Furacão”, um dos hits definitivos do power trio, ganha o coro do público. Aí está uma das fórmulas vencedoras do som deles: ótimas letras, canções que pegam melodicamente sem esforço, e uma energia contagiante vazando do palco direto para o público. Já no final,  “Regras do jogo” e “Eu que não queria” são usinas de força capazes de iluminar muitos rostos. O bar onduolou ao sabor da brisa e do som, o tempo todo, sem expirar a empolgação, pareados com a vibração do palco. Após o segundo bis — com “O Choque” — às 23h em ponto a Rinoceronte se despede. Exaustos e ensopados de suor, mas com semblantes de dever cumprido, o trio é ovacionado e confraterniza com os amigos e fãs até o meio da madrugada de domingo. Ao vê-los novamente juntos, fica uma certeza: a Rinoceronte ainda tem gás e lenha de sobra para produzir um novo álbum, pois a magia se deflagra quando as forças do grupo se conjugam. Isso não pode ser disperdiçado, precisa ser canalizado.  

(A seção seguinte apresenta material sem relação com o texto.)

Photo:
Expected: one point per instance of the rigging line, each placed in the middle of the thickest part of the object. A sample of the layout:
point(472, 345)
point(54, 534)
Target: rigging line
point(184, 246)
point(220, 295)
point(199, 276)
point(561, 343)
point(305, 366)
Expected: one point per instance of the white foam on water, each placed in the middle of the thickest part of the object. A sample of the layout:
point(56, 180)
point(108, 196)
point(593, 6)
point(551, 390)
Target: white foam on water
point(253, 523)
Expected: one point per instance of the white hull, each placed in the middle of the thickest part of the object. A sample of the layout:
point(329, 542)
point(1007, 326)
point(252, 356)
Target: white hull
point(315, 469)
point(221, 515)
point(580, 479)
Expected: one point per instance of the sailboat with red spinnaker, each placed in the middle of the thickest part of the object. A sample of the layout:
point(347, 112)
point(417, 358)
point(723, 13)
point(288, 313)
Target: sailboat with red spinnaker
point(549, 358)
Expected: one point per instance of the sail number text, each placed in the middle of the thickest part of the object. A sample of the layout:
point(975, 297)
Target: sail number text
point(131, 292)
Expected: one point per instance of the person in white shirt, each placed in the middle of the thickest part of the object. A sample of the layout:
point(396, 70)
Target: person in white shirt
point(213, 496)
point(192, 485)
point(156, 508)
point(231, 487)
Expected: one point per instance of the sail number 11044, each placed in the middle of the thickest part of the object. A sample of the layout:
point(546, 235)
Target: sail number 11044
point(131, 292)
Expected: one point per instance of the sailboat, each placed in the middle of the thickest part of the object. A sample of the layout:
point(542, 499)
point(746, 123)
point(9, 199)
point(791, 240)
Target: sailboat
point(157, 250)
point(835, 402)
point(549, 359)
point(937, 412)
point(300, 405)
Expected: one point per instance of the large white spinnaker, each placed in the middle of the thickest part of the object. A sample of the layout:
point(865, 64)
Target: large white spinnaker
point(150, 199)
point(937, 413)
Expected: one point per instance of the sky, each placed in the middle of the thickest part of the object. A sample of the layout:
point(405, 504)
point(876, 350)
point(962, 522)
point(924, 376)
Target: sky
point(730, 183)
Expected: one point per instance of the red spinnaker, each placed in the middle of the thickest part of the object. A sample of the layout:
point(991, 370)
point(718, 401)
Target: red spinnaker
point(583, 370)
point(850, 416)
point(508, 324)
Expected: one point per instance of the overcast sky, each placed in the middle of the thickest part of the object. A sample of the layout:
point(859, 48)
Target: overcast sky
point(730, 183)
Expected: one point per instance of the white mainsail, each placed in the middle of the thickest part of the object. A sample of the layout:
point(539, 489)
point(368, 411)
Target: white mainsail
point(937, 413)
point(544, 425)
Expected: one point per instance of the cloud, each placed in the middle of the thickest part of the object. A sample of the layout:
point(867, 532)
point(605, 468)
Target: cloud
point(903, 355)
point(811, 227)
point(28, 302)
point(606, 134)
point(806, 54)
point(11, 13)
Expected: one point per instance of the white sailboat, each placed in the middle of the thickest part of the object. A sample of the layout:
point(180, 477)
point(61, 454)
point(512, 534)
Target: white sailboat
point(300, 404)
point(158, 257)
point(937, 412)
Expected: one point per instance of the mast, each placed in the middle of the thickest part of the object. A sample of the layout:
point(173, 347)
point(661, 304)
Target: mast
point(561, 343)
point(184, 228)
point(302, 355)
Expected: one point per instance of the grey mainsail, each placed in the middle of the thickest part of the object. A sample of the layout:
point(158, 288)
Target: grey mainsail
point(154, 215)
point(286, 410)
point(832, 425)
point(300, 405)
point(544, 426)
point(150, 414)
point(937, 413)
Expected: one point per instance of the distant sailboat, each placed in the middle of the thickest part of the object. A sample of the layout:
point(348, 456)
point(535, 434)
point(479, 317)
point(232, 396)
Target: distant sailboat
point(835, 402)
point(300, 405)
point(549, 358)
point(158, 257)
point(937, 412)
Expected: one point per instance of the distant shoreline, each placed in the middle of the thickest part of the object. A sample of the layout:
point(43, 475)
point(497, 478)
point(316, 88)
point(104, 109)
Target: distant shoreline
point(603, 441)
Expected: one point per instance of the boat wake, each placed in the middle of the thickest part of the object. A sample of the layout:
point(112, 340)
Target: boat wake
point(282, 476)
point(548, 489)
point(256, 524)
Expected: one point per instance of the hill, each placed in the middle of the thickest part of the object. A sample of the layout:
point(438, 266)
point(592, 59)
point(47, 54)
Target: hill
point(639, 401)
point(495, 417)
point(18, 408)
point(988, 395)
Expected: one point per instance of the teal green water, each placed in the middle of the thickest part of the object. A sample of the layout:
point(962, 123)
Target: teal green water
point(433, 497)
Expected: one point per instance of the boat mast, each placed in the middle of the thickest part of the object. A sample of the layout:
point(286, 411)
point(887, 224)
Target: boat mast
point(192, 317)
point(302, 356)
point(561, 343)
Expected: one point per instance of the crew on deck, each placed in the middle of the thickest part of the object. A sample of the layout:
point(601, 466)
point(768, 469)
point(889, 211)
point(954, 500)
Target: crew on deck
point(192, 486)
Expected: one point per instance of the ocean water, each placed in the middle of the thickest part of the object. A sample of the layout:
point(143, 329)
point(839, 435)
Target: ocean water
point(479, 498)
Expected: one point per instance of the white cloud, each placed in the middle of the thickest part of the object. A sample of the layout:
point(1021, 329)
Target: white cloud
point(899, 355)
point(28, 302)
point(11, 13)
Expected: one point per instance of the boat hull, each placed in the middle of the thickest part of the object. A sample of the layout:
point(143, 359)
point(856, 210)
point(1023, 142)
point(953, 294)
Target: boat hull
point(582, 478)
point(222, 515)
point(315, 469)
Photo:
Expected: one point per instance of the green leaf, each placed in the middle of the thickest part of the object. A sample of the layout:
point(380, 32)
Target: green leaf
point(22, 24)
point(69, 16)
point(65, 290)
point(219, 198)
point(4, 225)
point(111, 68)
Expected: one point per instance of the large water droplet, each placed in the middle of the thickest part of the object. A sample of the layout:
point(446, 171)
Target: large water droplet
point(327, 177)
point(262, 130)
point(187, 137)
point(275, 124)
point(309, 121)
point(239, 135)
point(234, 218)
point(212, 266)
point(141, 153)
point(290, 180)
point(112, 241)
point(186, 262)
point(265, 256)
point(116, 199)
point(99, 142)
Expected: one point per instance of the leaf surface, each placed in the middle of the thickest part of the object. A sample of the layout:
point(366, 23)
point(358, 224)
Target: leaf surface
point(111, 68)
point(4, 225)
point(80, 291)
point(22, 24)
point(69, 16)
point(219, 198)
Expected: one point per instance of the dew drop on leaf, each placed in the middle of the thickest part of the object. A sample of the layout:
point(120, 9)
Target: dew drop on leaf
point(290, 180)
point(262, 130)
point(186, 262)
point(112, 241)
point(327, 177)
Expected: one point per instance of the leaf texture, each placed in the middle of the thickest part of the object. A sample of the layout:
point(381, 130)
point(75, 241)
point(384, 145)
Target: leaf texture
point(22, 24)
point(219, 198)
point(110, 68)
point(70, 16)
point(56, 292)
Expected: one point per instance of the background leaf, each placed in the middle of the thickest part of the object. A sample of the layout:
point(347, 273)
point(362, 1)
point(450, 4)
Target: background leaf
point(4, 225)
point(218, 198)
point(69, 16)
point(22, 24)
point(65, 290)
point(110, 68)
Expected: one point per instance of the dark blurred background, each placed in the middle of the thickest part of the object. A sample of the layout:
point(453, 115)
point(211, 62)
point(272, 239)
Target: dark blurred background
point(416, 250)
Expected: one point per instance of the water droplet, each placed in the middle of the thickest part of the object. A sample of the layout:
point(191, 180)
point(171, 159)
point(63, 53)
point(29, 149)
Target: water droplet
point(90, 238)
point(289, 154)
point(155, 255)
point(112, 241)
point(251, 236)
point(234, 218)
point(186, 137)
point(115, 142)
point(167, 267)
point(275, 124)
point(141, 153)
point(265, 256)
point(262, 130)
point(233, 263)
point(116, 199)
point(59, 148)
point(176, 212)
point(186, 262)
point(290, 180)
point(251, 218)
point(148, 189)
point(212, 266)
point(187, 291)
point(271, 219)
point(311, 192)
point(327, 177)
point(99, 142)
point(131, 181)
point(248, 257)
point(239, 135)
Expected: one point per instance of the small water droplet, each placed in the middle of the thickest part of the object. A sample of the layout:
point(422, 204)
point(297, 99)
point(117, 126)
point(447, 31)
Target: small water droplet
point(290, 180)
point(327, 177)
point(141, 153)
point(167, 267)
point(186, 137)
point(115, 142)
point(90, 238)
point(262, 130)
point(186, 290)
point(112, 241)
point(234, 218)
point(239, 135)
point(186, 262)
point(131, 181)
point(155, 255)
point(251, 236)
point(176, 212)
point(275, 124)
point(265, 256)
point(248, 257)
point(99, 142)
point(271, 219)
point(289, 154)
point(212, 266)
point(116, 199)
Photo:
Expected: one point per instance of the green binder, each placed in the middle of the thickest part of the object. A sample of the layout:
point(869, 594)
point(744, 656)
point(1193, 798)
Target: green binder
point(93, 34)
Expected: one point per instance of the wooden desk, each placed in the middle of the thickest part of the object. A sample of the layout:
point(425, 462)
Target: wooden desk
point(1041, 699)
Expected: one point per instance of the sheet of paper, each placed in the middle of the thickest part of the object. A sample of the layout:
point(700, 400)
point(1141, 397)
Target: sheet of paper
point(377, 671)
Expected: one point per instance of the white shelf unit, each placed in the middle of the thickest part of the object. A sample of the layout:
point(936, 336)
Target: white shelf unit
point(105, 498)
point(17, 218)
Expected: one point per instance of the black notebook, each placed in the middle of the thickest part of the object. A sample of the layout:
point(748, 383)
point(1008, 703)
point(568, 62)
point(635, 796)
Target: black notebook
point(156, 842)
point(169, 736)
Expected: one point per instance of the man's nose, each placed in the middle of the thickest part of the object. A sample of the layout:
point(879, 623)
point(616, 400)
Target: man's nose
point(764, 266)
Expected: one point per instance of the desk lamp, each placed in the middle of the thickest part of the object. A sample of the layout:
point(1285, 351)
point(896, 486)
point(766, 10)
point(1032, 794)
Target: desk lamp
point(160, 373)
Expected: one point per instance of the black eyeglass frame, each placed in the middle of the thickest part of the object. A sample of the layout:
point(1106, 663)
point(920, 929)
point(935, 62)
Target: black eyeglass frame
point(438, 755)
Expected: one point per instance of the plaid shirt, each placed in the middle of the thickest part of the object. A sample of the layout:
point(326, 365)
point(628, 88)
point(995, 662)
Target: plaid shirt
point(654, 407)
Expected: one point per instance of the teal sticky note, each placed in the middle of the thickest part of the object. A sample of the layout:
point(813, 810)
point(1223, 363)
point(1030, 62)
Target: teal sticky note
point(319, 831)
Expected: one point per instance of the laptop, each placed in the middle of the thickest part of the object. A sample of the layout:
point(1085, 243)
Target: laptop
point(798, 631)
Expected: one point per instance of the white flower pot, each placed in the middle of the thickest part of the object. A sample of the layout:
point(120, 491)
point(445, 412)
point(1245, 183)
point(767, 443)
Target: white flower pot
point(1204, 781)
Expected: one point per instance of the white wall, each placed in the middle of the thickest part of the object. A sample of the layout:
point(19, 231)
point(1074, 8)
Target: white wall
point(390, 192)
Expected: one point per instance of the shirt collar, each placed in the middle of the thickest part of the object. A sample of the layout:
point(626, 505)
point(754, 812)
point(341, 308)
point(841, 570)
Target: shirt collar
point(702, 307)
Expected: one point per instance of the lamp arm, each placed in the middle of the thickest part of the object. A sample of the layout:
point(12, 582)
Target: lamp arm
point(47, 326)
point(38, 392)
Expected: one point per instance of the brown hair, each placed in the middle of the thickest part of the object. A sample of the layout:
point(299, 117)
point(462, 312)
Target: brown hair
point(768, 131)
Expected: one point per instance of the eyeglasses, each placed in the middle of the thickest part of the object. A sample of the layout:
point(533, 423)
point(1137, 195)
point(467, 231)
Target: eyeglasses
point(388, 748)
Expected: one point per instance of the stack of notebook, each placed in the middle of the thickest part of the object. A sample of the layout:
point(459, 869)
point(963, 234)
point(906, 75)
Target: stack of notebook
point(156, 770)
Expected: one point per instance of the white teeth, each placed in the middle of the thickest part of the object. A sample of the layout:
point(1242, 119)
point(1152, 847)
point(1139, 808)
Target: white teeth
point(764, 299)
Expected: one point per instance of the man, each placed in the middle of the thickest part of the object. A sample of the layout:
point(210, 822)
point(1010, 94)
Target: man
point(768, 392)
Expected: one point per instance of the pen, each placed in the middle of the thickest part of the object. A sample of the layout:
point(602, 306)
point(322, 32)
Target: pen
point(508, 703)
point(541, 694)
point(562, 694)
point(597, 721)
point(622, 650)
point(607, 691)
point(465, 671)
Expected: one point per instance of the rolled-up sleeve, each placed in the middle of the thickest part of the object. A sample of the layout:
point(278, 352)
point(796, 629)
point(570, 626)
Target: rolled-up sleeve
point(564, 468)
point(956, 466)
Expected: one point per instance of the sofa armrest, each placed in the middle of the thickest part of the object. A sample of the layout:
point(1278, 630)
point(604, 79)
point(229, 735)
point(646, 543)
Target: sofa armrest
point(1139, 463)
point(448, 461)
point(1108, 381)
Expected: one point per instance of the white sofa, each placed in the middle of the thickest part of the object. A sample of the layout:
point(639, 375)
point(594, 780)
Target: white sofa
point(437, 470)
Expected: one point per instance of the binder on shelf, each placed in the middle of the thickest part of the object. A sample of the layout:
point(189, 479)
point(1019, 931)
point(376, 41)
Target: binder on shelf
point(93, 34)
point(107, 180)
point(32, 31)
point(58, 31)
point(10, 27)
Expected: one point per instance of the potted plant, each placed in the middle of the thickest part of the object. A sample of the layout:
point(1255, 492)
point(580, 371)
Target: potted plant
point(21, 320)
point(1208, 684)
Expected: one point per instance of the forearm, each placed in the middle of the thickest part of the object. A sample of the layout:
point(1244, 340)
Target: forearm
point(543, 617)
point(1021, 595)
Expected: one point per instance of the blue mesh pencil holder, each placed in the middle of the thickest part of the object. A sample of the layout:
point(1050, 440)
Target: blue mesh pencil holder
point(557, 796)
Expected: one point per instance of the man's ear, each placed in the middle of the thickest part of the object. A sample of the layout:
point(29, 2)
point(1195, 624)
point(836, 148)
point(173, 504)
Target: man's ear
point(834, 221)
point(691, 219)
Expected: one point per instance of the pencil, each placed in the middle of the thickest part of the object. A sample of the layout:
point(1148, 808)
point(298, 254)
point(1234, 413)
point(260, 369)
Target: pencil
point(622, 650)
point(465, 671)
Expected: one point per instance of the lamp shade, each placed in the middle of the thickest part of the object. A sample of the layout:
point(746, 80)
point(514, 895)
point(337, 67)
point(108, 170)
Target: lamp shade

Ah, o verão e as noites quentes no litoral. Entre tantas lembranças embaçadas quando volto da praia, torrado do sol, cansado de tudo e de todos, eis uma memória que dificilmente será enfraquecida pelo tempo: ter assistido a Rinoceronte na Gamboa. Naquela madrugada, quando retornei para a pousada do Teo, o barulho do mar ao longe me perseguiu até o meu travesseiro, dessa vez não como um pesadelo, mas como algo bom. Foi bom ter ido até lá, pois é comum nos arrependermos dos shows que não fomos. Nunca me arrependi dos que vi, quase sempre proprocionando uma pausa entre o caos cotidiano — um sopro de ar puro —, como no caso desse. 

"Caminhos nos levam calados a um certo lugar/ As estradas desenham os rumos da percepção/ E resta um sonho-compasso que ainda se desfaz/ os quentes momentos do acaso nos fazem sonhar". Eu também prefiro acreditar em todo e qualquer sonho. Dessa vez foi no verão e de frente para o mar. Preciso rever os meus conceitos? 

Valeu, Rino! Obrigado, Rota Art Gastro Pub. Tks, Daniel Saurin pelo convite e carona.